Disclaimer: The contents of this document come from Chapter 17. Iteration with purrr of R for Data Science (Wickham & Grolemund, 2017). This document is prepared for CP6521 Advanced GIS, a graduate-level city planning elective course at Georgia Tech in Spring 2019. For any question, contact the instructor, Yongsung Lee, Ph.D. via yongsung.lee(at)gatech.edu.
This document is also published on RPubs.
install.packages("tidyverse", repos = "http://cran.us.r-project.org", dependencies = TRUE)
library(tidyverse)

1. Intro

What we do:

  1. Iterate over multiple inputs
    1. Learn for loops
    2. Learn purrr::map functions

Why we do:

  1. Reduce repetition and redundancy in your code.

2. For loops

See the three basic components from an example.

df <- tibble(
  a = rnorm(10), 
  b = rnorm(10), 
  c = rnorm(10), 
  d = rnorm(10)
)

median(df$a)
median(df$b)
median(df$c)
median(df$d)

output <- vector("double", ncol(df))    # output (arguments: data type + # of elements) 
for (i in seq_along(df)){               # sequence
  output[[i]] <- median(df[[i]])        # body 
}
output
  1. output: Create an empty vector by vector("double", ncol(df)), which will store individual outputs
vector("double", ncol(df)) 
vector("integer", ncol(df)) 
vector("logical", ncol(df)) 
vector("character", ncol(df)) 
  1. sequence: Usually i in seq_along(df)

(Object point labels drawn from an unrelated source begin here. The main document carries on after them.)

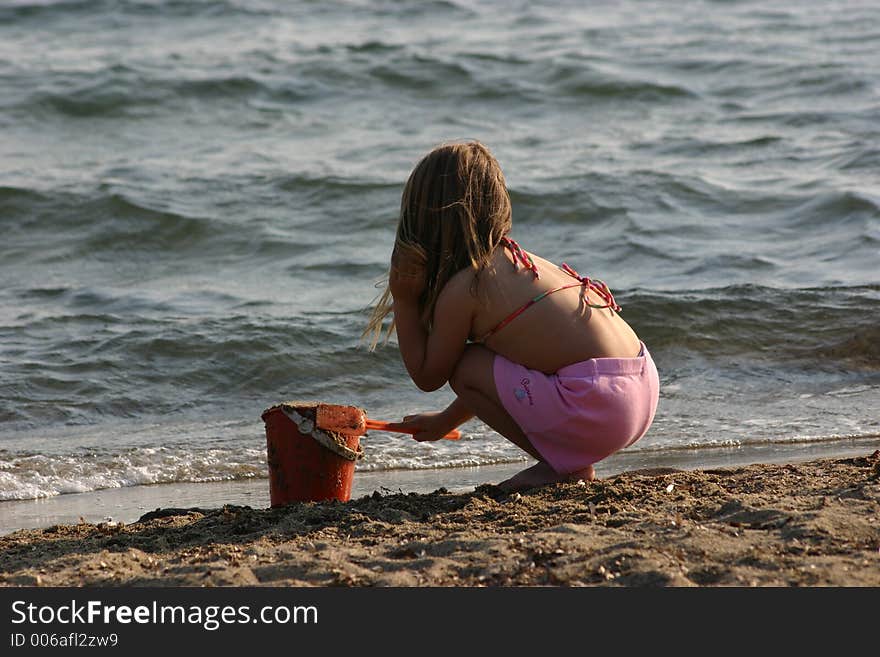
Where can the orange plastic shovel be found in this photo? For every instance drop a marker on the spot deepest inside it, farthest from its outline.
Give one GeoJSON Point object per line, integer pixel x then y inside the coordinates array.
{"type": "Point", "coordinates": [353, 421]}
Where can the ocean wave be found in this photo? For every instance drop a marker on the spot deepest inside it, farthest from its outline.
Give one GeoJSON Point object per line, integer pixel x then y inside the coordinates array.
{"type": "Point", "coordinates": [66, 9]}
{"type": "Point", "coordinates": [817, 327]}
{"type": "Point", "coordinates": [582, 81]}
{"type": "Point", "coordinates": [34, 476]}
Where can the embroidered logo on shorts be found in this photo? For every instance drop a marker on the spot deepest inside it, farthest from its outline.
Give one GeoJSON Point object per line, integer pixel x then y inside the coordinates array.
{"type": "Point", "coordinates": [523, 392]}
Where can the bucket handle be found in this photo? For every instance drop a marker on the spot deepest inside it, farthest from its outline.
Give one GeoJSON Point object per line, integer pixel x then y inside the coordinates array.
{"type": "Point", "coordinates": [307, 427]}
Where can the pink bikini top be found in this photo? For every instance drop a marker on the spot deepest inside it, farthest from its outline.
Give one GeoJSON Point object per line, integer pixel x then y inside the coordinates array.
{"type": "Point", "coordinates": [523, 259]}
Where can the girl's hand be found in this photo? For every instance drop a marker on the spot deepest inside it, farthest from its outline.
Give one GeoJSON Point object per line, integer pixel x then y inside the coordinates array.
{"type": "Point", "coordinates": [429, 426]}
{"type": "Point", "coordinates": [407, 277]}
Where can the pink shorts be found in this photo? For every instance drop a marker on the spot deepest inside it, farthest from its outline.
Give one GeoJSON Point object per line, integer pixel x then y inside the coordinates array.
{"type": "Point", "coordinates": [584, 412]}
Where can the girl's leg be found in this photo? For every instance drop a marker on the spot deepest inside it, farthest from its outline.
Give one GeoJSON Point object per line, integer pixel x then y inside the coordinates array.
{"type": "Point", "coordinates": [474, 383]}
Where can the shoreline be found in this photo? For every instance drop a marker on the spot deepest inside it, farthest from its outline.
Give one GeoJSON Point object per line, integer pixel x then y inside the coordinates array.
{"type": "Point", "coordinates": [130, 503]}
{"type": "Point", "coordinates": [806, 523]}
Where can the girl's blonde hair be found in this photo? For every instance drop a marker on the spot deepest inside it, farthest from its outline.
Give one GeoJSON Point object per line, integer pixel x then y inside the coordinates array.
{"type": "Point", "coordinates": [454, 211]}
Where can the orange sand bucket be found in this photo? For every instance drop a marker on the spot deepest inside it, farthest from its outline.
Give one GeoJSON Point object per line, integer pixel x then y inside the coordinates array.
{"type": "Point", "coordinates": [307, 464]}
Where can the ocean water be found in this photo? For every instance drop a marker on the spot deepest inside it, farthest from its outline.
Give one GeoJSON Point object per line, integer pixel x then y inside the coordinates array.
{"type": "Point", "coordinates": [198, 199]}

  2. body: this is run repeatedly with different i

Exercises

No1. Write for loops to:

  1. Compute the mean of every column in mtcars.
  2. Determine the type of each column in nycflights13::flights.
  3. Compute the number of unique values in each column of iris.
  4. Generate 10 random normals for each of μ = −10, 0, 10, and 100.

Think about the output, sequence, and body before you start writing the loop.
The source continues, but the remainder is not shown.